Glasgow: Scottish: 473/565 = 84% (2025); RUK: 128/216 = 59%; International: 114/161 = 71%. Oxford: Home student: 165/393 = 42% (2025); International: 8/33 = 24%. ~425 total home + international shortlisted each year.. Post-interview odds tell you how competitive each school is at the final stage. Two schools with similar UCAT thresholds can have very different post-interview rates — a school with a 60% post-interview success rate is structurally easier to convert than one at 25%.

Glasgow is in Glasgow, UK. Oxford is in Oxford, UK. Scottish-domiciled applicants funded by SAAS pay no tuition fees at Scottish medical schools — a substantial funding advantage worth tens of thousands of pounds over the degree. Rest-of-UK applicants still pay £9,250/year.

Glasgow typically releases medicine decisions March onwards. Oxford releases medicine decisions January. If one is earlier than the other, you may need to hold a decision while waiting for the second school — be ready to compare in real time.

Glasgow runs a PBL curriculum. Oxford runs a Traditional curriculum. The teaching philosophies differ — pick the style that matches how you learn best. Glasgow specifics: Five-year MBChB built around problem-based learning groups, with early clinical exposure from Year 1. Oxford specifics: Three years pre-clinical (Years 1-3 BMBCh first part) at Oxford, then three years clinical at Oxford-affiliated NHS hospitals. Tutorial system means small-group teaching alongside lectures throughout.
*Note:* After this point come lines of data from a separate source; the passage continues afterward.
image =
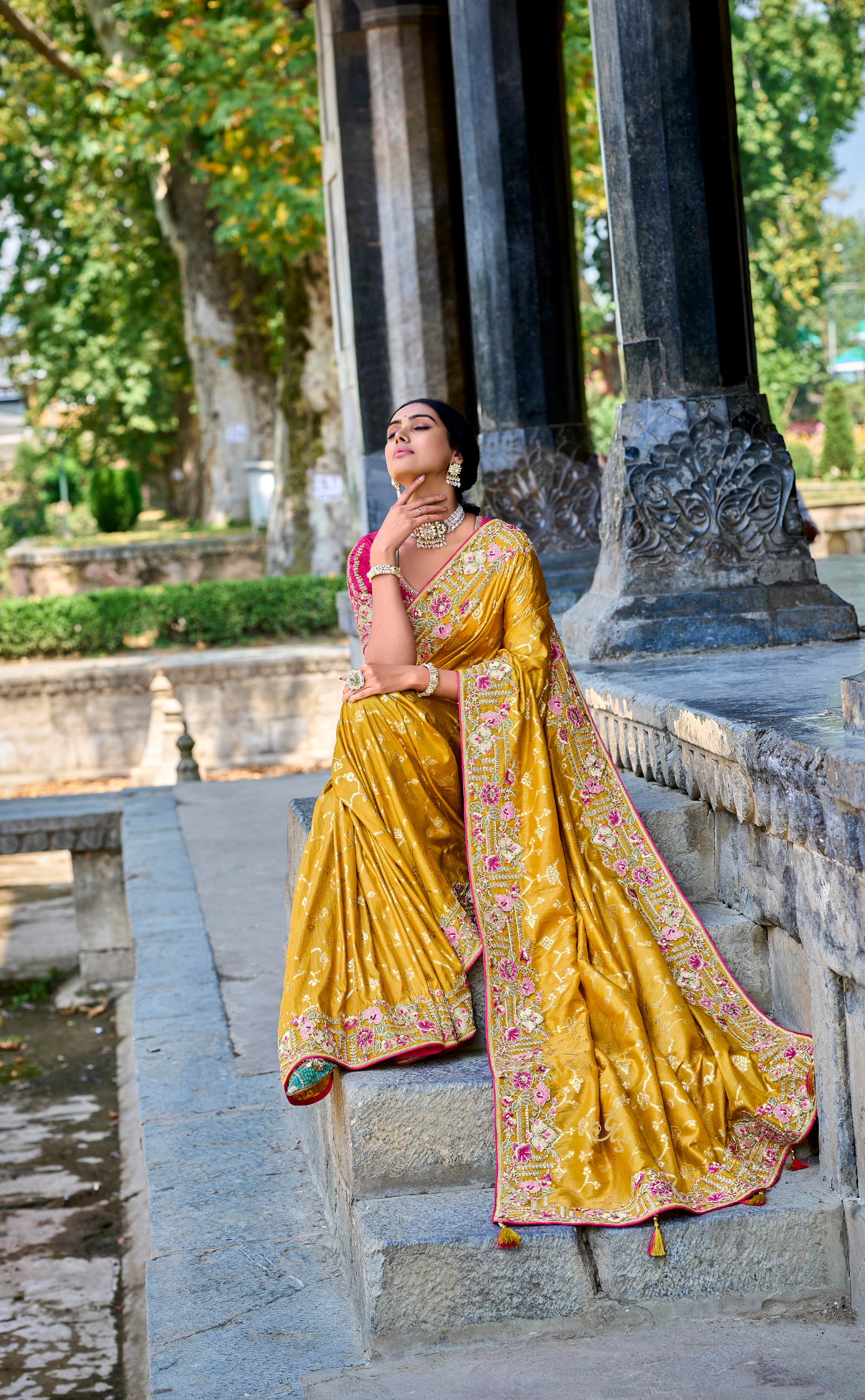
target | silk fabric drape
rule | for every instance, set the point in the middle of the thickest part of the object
(631, 1073)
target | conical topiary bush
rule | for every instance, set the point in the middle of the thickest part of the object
(839, 447)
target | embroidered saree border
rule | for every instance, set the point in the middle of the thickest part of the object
(528, 1165)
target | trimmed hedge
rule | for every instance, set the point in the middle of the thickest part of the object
(220, 614)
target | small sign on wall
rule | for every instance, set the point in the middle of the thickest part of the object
(327, 488)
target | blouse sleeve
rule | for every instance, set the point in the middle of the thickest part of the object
(360, 592)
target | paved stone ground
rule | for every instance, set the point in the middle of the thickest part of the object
(61, 1242)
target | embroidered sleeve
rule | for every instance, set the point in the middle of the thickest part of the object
(357, 573)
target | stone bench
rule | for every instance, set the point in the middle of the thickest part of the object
(89, 826)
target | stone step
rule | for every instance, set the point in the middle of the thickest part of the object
(427, 1268)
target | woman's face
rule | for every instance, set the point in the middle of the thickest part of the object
(417, 443)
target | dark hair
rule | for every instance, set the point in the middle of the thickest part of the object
(461, 438)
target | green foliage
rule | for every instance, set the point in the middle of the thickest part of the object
(839, 456)
(799, 70)
(217, 614)
(115, 497)
(802, 461)
(93, 298)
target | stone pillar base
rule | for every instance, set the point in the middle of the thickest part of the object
(702, 542)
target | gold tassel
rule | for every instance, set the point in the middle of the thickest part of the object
(657, 1249)
(507, 1238)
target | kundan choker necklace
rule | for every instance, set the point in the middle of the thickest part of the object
(434, 534)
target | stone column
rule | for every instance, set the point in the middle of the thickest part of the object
(520, 236)
(702, 538)
(395, 240)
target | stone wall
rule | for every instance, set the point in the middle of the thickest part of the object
(243, 706)
(788, 848)
(38, 570)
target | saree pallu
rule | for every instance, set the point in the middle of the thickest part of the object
(631, 1073)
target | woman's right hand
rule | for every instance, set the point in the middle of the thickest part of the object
(410, 511)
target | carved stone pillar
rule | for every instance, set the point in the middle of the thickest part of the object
(702, 537)
(520, 236)
(394, 216)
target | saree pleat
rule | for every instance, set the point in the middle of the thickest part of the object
(631, 1073)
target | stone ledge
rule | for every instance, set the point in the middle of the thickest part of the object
(61, 824)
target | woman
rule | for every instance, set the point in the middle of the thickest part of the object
(474, 808)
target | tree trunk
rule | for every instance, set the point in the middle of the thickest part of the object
(236, 394)
(310, 528)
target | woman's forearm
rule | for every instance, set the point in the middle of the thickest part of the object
(391, 637)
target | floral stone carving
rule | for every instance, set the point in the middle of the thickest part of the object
(713, 489)
(547, 490)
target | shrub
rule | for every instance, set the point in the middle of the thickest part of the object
(115, 497)
(215, 612)
(839, 454)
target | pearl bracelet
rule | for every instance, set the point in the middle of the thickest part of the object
(433, 685)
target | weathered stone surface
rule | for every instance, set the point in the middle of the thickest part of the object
(90, 718)
(853, 702)
(702, 539)
(735, 1261)
(429, 1265)
(790, 986)
(854, 1007)
(39, 570)
(854, 1216)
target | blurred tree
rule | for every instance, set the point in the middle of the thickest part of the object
(212, 107)
(799, 89)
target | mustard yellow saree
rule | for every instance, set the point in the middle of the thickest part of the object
(631, 1073)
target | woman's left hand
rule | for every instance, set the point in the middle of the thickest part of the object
(381, 679)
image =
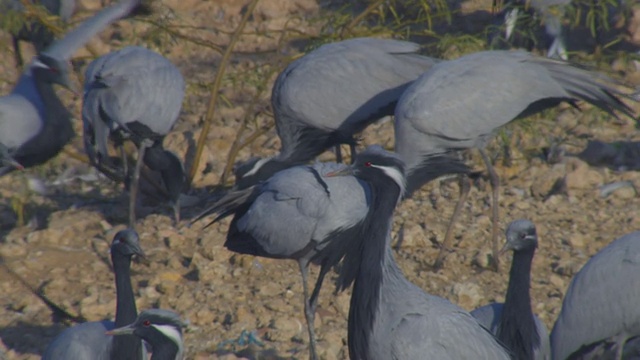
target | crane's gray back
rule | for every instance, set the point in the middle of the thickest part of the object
(311, 210)
(602, 299)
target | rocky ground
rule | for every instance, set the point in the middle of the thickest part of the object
(252, 306)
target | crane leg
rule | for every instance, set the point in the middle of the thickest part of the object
(16, 52)
(133, 186)
(465, 186)
(338, 154)
(495, 183)
(309, 310)
(352, 148)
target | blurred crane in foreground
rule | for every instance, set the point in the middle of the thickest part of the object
(460, 104)
(134, 94)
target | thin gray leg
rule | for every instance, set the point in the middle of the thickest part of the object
(309, 313)
(495, 184)
(133, 186)
(465, 186)
(338, 154)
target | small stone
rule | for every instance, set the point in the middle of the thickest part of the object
(285, 328)
(557, 281)
(468, 295)
(576, 240)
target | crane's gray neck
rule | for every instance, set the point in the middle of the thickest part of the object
(517, 328)
(301, 143)
(56, 118)
(163, 348)
(431, 167)
(373, 262)
(125, 346)
(170, 168)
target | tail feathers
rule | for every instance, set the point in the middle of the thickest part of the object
(243, 243)
(432, 167)
(232, 202)
(590, 86)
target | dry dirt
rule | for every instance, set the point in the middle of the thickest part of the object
(62, 252)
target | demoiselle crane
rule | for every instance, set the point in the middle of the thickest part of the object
(600, 317)
(162, 329)
(513, 321)
(460, 104)
(332, 93)
(88, 340)
(134, 94)
(389, 317)
(34, 124)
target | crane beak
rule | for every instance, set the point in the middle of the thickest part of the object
(347, 171)
(13, 163)
(507, 246)
(176, 211)
(125, 330)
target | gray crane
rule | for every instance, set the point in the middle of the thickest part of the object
(390, 317)
(294, 215)
(459, 104)
(38, 34)
(335, 91)
(550, 12)
(162, 329)
(513, 321)
(88, 340)
(34, 124)
(136, 94)
(600, 317)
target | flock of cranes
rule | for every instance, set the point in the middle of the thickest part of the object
(327, 213)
You can — UCAS allows 4 medicine/dentistry choices in total, so listing both is feasible if your profile fits each school's selection algorithm. Apply to both only if your UCAT, GCSE and predicted-grade profile is competitive against each school's published weighting. A common mistake is using two of your four slots on similar schools when a more spread-out portfolio (one safe + one stretch) would maximise overall offer probability.